対処方法: テキスト入力などの入力取得は、promptではなくページ内のinline編集UI(contentEditable相当なinput/textareaをその場で表示しblur/Enterで確定)に置き換える。確認ダイアログ(confirm相当)も同様に、ページ内のモーダル・ツールバーの確認ボタンに置き換える。
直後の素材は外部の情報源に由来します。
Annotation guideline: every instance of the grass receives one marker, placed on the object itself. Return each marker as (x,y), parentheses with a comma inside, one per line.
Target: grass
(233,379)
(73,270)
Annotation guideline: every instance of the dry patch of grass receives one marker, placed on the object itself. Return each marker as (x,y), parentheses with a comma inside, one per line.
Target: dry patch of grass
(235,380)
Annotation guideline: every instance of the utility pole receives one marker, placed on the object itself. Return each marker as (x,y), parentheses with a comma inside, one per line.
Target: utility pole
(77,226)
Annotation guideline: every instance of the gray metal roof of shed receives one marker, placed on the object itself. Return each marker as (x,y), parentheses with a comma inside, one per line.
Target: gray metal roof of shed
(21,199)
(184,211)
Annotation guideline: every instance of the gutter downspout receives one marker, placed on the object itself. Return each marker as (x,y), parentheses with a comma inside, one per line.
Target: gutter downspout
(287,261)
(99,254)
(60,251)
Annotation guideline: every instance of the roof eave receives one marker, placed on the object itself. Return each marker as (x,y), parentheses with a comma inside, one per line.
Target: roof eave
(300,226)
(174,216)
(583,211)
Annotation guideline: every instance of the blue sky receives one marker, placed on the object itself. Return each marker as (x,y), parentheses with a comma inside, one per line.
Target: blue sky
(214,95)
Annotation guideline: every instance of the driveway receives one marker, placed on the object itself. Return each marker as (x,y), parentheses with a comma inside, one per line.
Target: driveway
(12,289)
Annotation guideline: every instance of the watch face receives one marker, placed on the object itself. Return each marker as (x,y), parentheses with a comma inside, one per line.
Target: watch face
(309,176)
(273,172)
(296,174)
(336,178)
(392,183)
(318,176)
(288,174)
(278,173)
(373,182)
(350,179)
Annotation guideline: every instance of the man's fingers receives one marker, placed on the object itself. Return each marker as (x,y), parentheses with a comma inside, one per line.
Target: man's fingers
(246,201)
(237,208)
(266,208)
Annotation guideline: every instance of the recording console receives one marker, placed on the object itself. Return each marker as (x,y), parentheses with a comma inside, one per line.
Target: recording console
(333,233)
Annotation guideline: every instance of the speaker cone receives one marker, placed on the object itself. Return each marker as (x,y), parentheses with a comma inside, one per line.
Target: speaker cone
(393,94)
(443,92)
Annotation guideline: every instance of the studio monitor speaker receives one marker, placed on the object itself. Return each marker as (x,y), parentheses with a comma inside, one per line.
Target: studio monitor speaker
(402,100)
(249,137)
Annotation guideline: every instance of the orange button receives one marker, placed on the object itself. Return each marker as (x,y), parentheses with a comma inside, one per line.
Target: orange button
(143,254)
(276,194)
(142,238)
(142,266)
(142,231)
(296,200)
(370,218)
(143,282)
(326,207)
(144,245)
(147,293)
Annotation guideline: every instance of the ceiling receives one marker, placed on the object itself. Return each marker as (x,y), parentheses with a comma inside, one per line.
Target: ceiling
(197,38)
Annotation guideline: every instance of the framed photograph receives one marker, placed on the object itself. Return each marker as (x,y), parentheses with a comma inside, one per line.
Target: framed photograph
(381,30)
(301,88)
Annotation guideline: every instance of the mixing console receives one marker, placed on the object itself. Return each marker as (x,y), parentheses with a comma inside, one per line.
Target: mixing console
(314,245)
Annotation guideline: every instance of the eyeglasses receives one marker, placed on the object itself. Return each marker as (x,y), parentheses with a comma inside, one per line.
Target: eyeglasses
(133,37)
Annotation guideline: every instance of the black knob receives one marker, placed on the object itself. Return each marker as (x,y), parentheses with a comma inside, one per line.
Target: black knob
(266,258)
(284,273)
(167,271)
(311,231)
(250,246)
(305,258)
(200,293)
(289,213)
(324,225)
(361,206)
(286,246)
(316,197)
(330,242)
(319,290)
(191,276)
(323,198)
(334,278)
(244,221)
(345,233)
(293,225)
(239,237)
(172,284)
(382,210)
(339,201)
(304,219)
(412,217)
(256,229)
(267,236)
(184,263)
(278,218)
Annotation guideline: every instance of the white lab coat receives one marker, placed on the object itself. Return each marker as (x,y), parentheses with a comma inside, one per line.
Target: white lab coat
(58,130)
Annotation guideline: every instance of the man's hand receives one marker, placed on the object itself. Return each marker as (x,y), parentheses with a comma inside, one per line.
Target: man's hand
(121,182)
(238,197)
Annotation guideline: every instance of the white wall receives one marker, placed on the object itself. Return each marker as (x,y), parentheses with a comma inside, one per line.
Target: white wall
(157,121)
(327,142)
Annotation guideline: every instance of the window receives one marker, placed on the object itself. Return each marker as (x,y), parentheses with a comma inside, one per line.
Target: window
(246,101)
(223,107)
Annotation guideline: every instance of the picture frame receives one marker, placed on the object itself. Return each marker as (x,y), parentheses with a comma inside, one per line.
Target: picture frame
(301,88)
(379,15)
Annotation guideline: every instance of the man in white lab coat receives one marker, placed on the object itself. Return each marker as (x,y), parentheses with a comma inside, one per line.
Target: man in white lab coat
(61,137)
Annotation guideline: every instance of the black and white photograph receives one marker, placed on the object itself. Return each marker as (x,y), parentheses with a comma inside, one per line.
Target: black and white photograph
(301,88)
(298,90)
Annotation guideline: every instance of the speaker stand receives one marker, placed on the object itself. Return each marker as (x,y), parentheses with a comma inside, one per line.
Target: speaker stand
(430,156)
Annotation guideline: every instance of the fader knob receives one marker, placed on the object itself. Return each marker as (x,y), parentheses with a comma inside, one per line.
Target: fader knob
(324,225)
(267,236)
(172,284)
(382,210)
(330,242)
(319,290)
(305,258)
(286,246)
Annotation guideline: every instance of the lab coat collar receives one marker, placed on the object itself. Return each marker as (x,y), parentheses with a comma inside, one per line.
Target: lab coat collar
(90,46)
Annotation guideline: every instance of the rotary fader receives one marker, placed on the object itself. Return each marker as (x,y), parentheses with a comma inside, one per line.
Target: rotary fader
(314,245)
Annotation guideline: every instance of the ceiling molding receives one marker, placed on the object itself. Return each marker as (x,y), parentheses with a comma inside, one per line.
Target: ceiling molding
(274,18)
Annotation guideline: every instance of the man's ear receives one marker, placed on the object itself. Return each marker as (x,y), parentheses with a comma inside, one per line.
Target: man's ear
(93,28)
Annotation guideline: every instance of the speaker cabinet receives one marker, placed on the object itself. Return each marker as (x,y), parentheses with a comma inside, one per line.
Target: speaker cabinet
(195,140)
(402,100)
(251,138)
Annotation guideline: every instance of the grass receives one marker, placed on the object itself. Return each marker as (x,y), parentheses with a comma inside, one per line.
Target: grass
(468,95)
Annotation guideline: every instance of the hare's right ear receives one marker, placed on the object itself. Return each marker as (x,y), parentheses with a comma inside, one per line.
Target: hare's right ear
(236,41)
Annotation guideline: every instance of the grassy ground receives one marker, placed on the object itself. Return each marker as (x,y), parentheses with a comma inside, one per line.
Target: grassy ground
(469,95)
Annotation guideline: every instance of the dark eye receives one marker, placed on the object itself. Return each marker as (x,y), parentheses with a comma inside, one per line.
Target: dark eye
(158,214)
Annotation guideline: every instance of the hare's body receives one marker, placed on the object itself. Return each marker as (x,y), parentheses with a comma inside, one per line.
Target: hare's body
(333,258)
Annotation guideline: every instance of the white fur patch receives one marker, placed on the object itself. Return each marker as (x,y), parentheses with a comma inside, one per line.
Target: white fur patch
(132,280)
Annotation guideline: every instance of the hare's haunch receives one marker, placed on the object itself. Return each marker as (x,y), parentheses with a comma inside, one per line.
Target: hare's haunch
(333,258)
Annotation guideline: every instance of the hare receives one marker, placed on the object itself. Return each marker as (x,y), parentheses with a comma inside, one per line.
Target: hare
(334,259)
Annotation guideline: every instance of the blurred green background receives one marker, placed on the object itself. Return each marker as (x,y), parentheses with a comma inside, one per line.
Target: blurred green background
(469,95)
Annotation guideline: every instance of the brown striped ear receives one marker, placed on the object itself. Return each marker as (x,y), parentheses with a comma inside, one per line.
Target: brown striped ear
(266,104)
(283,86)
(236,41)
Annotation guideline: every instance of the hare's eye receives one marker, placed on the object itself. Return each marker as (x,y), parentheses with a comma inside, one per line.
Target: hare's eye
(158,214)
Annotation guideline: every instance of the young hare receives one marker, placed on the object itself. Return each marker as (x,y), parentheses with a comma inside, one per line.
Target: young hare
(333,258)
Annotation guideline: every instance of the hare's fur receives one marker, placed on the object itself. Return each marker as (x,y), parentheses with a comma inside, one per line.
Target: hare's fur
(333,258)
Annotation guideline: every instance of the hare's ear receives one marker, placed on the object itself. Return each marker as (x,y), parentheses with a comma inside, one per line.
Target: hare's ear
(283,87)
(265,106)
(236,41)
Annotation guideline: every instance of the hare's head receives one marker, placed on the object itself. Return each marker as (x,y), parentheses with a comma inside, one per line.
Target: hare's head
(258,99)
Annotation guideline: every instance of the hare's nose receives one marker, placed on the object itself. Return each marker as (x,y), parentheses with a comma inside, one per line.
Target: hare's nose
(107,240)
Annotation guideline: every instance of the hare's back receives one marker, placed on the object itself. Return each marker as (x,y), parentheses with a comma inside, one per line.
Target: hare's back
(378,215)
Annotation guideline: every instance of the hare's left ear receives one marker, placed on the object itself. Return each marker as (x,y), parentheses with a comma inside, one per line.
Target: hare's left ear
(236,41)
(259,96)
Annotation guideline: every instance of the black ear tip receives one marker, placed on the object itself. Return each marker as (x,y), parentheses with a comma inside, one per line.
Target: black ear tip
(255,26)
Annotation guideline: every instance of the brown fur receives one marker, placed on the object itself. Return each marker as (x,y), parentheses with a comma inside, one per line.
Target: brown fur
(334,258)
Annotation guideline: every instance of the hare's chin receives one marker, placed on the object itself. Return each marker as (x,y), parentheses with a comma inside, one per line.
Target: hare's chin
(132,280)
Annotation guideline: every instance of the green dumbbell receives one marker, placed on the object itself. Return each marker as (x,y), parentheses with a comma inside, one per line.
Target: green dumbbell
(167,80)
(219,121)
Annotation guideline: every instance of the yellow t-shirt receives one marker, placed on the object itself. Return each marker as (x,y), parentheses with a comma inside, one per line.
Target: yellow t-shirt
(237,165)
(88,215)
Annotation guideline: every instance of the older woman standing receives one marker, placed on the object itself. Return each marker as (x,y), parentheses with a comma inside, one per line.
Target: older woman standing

確認方法: 実際の主要ターゲットブラウザ(実機または同等のWebView)で当該機能を実行し、ダイアログが表示されるかを確認する。自動テストではPlaywrightのpage.on('dialog', ...)で自動応答するテストはデスクトップChromium上のテストでしかなく、埋め込みWebViewの抑制挙動を再現しないので、「テストがPASSする」だけでは本番環境での動作を保証しないことに注意。
教訓: 「Web標準APIなのでどこでも動くはず」という直感は、ポリシーでブロックされうるブラウザネイティブダイアログ系 API(prompt/alert/confirm)では成り立たない。主要ターゲットが自社で制御できない埋め込みWebViewなら、設計段階でこれらのAPIを候補から外す。